DNGaussian: Optimizing Sparse-View 3D Gaussian Radiance Fields with Global-Local Depth Normalization (2403.06912v3)

Published 11 Mar 2024 in cs.CV

Abstract: Radiance fields have demonstrated impressive performance in synthesizing novel views from sparse input views, yet prevailing methods suffer from high training costs and slow inference speed. This paper introduces DNGaussian, a depth-regularized framework based on 3D Gaussian radiance fields, offering real-time and high-quality few-shot novel view synthesis at low costs. Our motivation stems from the highly efficient representation and surprising quality of the recent 3D Gaussian Splatting, despite it will encounter a geometry degradation when input views decrease. In the Gaussian radiance fields, we find this degradation in scene geometry primarily lined to the positioning of Gaussian primitives and can be mitigated by depth constraint. Consequently, we propose a Hard and Soft Depth Regularization to restore accurate scene geometry under coarse monocular depth supervision while maintaining a fine-grained color appearance. To further refine detailed geometry reshaping, we introduce Global-Local Depth Normalization, enhancing the focus on small local depth changes. Extensive experiments on LLFF, DTU, and Blender datasets demonstrate that DNGaussian outperforms state-of-the-art methods, achieving comparable or better results with significantly reduced memory cost, a $25 \times$ reduction in training time, and over $3000 \times$ faster rendering speed.

References (60)

Citations (53)

View on Semantic Scholar

Summary

The paper introduces a dual depth regularization approach that accurately positions Gaussian primitives while preserving visual detail.
It integrates global-local depth normalization in loss functions to capture both fine-grained local depth variations and overall spatial coherence.
Experimental results demonstrate a 25× reduction in training time and over 300 FPS rendering, setting a new benchmark for novel view synthesis.

An Expert Review of "DNGaussian: Optimizing Sparse-View 3D Gaussian Radiance Fields with Global-Local Depth Normalization"

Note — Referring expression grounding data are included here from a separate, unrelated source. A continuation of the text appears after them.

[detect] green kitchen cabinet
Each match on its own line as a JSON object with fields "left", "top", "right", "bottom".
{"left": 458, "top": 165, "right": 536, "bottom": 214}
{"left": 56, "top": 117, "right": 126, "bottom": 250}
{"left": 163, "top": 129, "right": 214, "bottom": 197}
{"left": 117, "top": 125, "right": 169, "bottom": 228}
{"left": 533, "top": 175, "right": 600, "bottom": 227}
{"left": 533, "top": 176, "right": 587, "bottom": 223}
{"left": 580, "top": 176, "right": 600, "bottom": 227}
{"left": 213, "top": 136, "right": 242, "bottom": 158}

The paper "DNGaussian: Optimizing Sparse-View 3D Gaussian Radiance Fields with Global-Local Depth Normalization" introduces an innovative approach for enhancing the efficiency and quality of novel view synthesis using sparse input views. This is achieved through a framework built upon 3D Gaussian radiance fields employing depth normalization strategies. The framework, named DNGaussian, contributes significantly to the balance of real-time rendering speed and quality in image synthesis tasks.

Key Contributions

In the context of 3D vision and neural rendering, the paper addresses the computational intensity and time constraints posed by existing radiance fields, particularly neural radiance fields (NeRFs). Let us distill the critical aspects of DNGaussian as presented:

Hard and Soft Depth Regularization: The paper introduces a dual approach to depth regularization, distinguishing between the solid spatial constraints imposing "hard depth" and the subtle opacity adjustments facilitated by "soft depth." This differentiation caters to more precise Gaussian primitive positioning while preserving visual detail integrity.
Global-Local Depth Normalization: By incorporating both global and local depth normalization within the loss functions, DNGaussian refines the model's sensitivity to fine-grained local depth variations without losing sight of holistic spatial coherence. This technique leverages patch-wise localization alongside global consistency.
Efficiency in Real-Time Rendering: Notably, the framework achieves substantial reductions in memory usage and training time, quantified as a $25\times$ reduction in training duration and a remarkable rendering speed exceeding 300 frames per second (FPS), emphasizing its potential applicability in dynamic image synthesis environments.

Experimental Validation

The authors substantiate DNGaussian's performance through comprehensive experiments on well-acknowledged datasets like LLFF, DTU, and Blender. The results reveal that DNGaussian either parallels or surpasses state-of-the-art methods with significant reductions in computational overhead, verified by benchmarks such as PSNR, LPIPS, and SSIM. The method's proficiency in preserving high-directional detail at reduced input views is highlighted as a distinguishing trait.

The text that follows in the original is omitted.